In response to these claims, Efendi was invited as a guest on local TV channel Khazar.
During the interview, Efendi said that she does not regret that she had assessed Gevorgyan’s performance highly.
‘Several times I cut his score, but at the final stage, I saw his great performance. Once he asked me when I was assessing his performance with low scores of eight. He said that he knows why I’m doing this... “But you’re hurting my future career”, Gevorgyan said to me and his words had a great impact on me’, Efendi said.
Later, Efendi claimed that during the 2021 [Efendi participated at the Eurovision Song Contest in the Netherlands], she was pelted with eggs and tomatoes by Armenian fans.

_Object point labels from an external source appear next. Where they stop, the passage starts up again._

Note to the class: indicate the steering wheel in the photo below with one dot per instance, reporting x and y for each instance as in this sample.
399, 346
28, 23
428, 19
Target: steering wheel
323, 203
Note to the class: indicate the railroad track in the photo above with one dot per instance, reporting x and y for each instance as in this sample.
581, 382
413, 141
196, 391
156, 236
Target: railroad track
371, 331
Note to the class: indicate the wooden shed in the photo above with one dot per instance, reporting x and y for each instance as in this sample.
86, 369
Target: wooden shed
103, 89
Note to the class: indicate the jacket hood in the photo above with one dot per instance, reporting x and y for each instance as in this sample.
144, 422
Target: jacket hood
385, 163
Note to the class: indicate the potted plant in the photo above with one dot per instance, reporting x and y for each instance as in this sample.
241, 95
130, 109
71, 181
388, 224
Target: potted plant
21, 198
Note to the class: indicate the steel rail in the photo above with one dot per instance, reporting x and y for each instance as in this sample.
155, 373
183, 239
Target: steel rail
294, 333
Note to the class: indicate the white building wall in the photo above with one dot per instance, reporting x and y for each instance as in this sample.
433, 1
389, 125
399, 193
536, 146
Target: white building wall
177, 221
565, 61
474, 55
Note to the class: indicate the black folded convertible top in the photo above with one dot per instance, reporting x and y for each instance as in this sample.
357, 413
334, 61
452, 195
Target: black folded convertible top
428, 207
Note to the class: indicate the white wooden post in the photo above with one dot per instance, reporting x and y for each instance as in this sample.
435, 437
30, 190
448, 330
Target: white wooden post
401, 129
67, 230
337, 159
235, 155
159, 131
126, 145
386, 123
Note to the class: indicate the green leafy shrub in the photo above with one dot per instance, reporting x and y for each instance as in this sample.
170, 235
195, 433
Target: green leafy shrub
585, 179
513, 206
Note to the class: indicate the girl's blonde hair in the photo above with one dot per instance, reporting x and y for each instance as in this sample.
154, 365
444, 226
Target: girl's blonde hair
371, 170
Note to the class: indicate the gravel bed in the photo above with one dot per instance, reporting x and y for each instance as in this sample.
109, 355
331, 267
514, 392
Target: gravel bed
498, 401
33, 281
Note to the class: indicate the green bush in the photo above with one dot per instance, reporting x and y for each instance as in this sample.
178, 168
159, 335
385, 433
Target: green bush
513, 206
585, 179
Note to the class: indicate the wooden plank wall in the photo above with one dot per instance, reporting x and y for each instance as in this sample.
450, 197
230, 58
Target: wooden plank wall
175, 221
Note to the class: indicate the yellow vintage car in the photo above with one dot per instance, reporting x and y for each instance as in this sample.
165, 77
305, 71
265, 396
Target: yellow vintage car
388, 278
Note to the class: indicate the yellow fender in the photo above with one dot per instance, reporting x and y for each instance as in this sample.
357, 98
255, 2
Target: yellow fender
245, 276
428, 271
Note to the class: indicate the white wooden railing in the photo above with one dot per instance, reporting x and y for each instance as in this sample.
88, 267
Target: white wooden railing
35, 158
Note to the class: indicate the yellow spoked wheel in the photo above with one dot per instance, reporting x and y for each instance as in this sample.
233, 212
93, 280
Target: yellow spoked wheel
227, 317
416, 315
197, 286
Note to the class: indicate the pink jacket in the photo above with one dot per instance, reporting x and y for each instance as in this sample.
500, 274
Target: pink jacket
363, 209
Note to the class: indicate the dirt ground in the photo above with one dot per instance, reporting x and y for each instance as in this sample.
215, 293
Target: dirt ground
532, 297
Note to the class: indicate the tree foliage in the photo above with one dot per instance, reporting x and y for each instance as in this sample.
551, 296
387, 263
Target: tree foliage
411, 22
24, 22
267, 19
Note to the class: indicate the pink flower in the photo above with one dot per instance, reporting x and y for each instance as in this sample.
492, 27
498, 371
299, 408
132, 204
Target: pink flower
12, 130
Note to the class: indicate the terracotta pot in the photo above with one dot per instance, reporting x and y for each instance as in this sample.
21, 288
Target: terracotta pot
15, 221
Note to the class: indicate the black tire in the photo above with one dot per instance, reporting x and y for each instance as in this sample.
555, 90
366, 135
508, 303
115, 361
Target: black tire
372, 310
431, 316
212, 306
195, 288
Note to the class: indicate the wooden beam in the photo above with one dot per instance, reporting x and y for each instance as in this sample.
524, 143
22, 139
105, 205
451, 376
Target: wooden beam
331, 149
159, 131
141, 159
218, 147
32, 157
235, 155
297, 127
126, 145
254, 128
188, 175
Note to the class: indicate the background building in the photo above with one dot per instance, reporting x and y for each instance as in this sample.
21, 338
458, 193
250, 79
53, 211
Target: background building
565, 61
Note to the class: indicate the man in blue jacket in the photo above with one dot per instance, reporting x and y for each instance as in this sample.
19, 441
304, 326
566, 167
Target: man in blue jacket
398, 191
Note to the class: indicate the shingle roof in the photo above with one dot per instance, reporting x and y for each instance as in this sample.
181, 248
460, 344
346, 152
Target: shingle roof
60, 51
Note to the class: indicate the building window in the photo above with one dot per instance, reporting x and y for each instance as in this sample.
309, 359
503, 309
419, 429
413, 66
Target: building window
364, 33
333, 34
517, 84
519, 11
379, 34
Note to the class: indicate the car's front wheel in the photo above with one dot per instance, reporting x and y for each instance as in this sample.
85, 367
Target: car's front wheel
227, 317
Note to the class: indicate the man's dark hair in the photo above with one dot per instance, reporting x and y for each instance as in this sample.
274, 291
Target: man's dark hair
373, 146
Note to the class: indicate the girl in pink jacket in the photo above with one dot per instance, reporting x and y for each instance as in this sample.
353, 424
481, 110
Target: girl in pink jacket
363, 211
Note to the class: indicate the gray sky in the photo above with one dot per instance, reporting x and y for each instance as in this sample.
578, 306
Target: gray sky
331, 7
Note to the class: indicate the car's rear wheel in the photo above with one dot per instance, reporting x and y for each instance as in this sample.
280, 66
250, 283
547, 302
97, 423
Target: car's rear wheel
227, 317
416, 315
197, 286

‘They brought tomatoes and eggs into the pavilion and waved flags. Our media didn’t report on it. I won’t forget it. But I want our future generations to live in goodness and peace. I don’t want young people to go to the front lines with weapons in their hands. This is my position, I gave this score deliberately and he deserved these scores’.
Efendi justified her speech by saying that she supported President Ilham Aliyev’s position on peace with Armenia.
After this, Efendi’s supporters took to social media to come to her defence.
Nadir Yalchin, a social media user, posted a photo on social media showing a house in Hadrut during the Second Nagorno-Karabakh War.
‘My friends and I visited several houses. I was looking around the rooms. Behind a coat rack on the wall, I saw a photo. It was a portrait of Muslim Magomayev, a famous Azerbaijani singer, in his youth. After this incident, I apologised and listened in amazement to a performance by the Armenian singer Charles Aznavour’.

Yalchin wrote that ‘if an Armenian, a victim of Armenian separatism, could retain love for Magomayev in his heart, if he dared not fear the slander of a neighbour or relative and hung his portrait, even a small one, on the wall of his home, then music, talent, and greatness know no boundaries, religion, nationality, or race’.
Others, however, continued their criticism.
The head of the pro-government party Free Homeland Akif Naghi, wrote on social media that ‘a certain bitch named Samira Efendi continues her disgusting actions in the name of the Azerbaijani people’.
‘Now, at a song contest in Kazakhstan, she hugs an Armenian guy, says we are friends, etc. The authorities should not allow her to represent Azerbaijan anywhere. And every Azerbaijani should spit in her face wherever they see her’.
Efendi is preparing to sue Naghi for his words.